The Tatums sued Hersh for intentional infliction of emotional distress. In their petition as quoted by the Court, they claimed that Hersh “went to Blow and encouraged him to make the Tatum tragedy public”; that she “promoted Paul’s death and the [o]bituary to Blow . . . as ‘news’” and “incited Blow to write about suicide in obituaries”; “[d]uring that conversation . . . the two discussed the details of the Tatum death and his [o]bituary” with Hersh “feeding the details of the Tatum tragedy to Blow”; and Hersh “encouraged Blow to use [the obituary] as a demonstrative and a specific example of the alleged problem discussed in her blog.” Their claim, according to their petition as quoted by the Court, “turn[s] simply on whether Hersh’s actions in exploiting the tragedy of a grieving family for her personal gain by encouraging [Blow] to criticize [Paul’s obituary] constitute extreme and outrageous conduct.” Hersh moved under the Act to dismiss the Tatums’ action.
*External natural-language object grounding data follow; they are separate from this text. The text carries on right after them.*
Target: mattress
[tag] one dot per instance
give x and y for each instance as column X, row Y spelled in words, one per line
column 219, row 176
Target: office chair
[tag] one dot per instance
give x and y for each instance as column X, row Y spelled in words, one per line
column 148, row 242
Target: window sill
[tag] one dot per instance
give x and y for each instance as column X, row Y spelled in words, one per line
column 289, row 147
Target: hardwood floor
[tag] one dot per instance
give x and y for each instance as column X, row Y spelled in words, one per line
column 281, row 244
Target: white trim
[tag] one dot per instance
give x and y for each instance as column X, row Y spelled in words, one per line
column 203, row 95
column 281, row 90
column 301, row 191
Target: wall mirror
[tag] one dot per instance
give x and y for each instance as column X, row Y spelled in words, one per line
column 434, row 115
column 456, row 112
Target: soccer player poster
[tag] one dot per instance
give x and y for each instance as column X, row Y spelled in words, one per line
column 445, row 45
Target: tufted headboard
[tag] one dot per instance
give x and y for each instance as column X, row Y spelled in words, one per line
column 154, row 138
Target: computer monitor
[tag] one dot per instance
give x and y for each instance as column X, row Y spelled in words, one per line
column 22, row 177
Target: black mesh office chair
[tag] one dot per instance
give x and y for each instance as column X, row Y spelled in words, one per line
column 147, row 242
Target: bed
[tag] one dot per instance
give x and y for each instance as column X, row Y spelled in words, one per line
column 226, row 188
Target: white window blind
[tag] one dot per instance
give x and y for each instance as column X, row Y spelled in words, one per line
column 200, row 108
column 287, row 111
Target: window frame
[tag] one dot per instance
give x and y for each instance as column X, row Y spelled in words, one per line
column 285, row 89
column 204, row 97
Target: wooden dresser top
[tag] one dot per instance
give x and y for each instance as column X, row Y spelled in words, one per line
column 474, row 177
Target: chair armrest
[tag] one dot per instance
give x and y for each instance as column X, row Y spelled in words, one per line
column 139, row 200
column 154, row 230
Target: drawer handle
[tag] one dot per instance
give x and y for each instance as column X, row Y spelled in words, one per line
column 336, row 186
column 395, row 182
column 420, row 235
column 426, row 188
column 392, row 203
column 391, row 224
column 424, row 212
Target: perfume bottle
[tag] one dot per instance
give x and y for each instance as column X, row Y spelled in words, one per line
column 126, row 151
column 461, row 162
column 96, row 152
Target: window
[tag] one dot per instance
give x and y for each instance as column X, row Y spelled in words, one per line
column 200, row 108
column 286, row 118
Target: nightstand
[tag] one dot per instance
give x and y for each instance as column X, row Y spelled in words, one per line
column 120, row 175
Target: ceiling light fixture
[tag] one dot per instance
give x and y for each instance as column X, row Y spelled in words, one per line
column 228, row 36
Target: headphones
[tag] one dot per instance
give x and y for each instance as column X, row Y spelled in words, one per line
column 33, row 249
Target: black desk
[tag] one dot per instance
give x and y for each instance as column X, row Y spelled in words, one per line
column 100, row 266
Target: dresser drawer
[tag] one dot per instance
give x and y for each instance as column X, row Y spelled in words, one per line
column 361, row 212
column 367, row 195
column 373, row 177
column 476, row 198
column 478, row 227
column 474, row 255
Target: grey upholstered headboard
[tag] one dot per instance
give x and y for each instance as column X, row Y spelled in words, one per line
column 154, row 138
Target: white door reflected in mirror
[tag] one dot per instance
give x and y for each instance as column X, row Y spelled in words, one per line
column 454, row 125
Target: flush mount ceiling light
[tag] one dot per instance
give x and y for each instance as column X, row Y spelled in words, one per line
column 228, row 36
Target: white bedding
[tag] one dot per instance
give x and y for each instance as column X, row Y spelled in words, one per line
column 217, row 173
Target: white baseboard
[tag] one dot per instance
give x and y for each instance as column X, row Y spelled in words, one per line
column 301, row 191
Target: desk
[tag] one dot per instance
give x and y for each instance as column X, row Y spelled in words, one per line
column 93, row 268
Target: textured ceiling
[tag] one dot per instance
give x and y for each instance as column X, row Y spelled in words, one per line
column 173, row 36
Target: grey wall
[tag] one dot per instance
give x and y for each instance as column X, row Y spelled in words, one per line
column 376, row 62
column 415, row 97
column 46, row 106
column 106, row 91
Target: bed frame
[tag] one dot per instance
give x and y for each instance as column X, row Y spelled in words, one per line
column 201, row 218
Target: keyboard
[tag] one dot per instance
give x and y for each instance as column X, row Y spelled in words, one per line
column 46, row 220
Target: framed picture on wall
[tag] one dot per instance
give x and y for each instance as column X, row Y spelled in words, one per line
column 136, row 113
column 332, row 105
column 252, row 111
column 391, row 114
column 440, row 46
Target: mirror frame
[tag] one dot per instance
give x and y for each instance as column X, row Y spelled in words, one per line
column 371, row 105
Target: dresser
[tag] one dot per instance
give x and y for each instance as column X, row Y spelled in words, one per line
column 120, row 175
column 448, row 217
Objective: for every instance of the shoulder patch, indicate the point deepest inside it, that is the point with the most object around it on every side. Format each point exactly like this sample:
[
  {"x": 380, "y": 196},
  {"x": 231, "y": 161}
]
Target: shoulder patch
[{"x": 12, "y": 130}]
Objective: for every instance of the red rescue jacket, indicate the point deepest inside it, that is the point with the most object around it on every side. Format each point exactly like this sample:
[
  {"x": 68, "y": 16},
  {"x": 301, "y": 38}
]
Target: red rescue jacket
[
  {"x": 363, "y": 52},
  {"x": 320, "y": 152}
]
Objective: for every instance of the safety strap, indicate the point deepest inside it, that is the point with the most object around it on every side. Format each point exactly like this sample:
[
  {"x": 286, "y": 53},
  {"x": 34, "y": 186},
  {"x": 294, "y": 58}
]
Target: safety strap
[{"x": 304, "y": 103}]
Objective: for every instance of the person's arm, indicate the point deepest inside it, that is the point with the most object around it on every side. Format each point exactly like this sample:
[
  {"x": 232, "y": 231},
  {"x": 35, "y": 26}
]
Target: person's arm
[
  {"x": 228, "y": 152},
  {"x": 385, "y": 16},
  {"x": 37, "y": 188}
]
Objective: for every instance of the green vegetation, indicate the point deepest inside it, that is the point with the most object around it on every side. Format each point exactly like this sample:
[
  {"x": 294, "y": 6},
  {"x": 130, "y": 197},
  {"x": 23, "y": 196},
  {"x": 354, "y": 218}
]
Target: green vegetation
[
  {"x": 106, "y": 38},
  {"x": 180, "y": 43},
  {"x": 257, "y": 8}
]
Both Hersh and Blow denied discussing Paul’s death in their conversation, but otherwise admitted that they had the conversation. The issue, then, was whether the TCPA protects a defendant who denies making the specific communication made the basis of the legal action. The Court held that it does.
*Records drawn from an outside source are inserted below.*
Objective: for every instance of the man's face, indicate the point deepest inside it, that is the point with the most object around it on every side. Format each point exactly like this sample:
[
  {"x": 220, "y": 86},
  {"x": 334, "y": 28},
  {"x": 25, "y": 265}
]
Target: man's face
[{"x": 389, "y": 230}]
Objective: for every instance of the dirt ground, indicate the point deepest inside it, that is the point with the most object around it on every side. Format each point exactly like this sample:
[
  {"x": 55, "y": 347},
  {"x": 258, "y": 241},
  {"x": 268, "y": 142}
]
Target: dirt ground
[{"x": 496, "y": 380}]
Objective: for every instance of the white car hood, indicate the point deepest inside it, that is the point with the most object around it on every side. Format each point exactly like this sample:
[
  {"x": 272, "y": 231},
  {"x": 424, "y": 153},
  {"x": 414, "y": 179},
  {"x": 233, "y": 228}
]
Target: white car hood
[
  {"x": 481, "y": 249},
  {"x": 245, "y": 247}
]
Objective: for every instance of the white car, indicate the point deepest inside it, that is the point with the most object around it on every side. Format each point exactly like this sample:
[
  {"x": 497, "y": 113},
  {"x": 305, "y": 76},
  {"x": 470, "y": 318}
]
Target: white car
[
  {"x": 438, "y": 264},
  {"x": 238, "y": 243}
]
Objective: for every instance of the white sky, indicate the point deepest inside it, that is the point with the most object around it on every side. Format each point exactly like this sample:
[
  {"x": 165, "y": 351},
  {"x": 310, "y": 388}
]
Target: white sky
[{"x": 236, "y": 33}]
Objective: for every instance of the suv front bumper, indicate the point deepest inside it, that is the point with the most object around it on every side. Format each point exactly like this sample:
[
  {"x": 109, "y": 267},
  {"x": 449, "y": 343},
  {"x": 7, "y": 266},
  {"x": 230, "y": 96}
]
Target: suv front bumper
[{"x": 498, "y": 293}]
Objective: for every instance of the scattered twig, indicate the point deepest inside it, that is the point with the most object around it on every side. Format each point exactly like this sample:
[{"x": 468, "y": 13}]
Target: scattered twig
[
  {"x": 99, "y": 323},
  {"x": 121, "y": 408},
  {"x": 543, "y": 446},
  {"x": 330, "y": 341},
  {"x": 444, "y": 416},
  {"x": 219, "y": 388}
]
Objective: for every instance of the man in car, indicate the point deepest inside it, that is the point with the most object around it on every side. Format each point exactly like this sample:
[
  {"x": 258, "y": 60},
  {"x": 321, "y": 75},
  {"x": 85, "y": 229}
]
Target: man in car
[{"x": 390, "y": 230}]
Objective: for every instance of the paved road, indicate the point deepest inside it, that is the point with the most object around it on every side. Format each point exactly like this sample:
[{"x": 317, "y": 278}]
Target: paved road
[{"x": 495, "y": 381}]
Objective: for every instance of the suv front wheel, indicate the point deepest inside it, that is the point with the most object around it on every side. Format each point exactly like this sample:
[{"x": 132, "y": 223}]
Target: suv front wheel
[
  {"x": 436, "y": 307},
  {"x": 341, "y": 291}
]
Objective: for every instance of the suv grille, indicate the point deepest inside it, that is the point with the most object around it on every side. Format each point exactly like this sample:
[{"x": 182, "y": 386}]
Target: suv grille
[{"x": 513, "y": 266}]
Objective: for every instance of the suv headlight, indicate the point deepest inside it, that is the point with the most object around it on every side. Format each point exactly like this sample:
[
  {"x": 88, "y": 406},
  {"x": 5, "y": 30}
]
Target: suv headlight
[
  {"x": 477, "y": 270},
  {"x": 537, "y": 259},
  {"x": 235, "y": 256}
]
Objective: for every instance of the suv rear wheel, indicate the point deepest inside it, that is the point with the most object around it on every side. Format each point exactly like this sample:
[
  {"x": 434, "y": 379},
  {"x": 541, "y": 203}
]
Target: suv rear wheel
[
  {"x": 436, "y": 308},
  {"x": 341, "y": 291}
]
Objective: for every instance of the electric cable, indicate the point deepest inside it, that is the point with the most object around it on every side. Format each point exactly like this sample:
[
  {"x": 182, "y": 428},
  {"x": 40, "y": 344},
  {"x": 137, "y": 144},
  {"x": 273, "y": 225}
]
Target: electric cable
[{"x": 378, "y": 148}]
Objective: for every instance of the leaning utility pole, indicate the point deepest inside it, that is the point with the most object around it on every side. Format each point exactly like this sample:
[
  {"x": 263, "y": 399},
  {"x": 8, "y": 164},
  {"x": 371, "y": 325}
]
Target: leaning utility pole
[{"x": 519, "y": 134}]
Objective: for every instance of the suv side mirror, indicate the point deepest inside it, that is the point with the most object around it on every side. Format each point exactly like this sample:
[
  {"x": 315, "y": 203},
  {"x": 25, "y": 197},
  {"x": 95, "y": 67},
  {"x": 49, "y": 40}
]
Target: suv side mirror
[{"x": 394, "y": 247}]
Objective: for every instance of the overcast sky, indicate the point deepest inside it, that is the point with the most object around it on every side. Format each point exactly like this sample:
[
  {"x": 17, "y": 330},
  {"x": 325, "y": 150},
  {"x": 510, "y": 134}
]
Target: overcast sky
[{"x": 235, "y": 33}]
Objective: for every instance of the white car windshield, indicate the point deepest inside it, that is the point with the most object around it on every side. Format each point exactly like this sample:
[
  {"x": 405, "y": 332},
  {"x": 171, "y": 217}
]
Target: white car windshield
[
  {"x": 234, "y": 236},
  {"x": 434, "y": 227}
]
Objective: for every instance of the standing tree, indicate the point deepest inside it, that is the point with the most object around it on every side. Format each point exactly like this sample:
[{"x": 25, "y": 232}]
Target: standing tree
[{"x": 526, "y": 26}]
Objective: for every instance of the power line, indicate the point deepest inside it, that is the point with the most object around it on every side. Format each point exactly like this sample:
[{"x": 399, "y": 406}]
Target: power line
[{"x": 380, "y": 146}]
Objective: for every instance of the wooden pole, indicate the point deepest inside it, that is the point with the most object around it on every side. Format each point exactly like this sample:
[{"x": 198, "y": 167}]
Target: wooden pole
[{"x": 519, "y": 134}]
The Court referred to Section 27.006(a), which requires the trial court, “[i]n determining whether a legal action should be dismissed . . . ,” to “consider the pleadings” as well as affidavits. The Court pointed out that “it would be impossible to determine the basis of a legal action, and thus the applicability of the [TCPA], without considering the plaintiff’s petition.” The Court then (rightly, I believe) observed that “[t]he basis of a legal action is not determined by the defendant’s admissions or denials but by the plaintiff’s allegations.” While Section 27.005(b) requires a defendant to show the basis of the legal action “by a preponderance of the evidence,” the Court determined that this section must be read in harmony with Section 27.006(a). The Court held that “When it is clear from the plaintiff’s pleadings that the action is covered by the [TCPA], the defendant need show no more.” In his concurring opinion, Justice Boyd criticized the majority for focusing on the “based on” language in the statute, asserting that by doing so the majority had “improperly and unnecesarily limit[ed]” the “scope and effect” of the TCPA. For Justice Boyd, it was sufficient that the legal action was “related to” or “in response to” Hersh’s communication with Blow about suicide prevention, a matter of public concern, and the legal action was “related to” or “in response to” that communication, regardless of whether Hersh ever mentioned Paul to Blow.
The opinion and judgment in this case is just the latest in a handful of TCPA cases decided by the Texas Supreme Court. The vast majority of those cases have resulted in wins for the TCPA and the litigants relying upon it. If Justice Boyd’s concurrence is any indication, the Texas Supreme Court will probably continue its broad interpretation of the TCPA and provide defendants with the broad protection the TCPA mandates.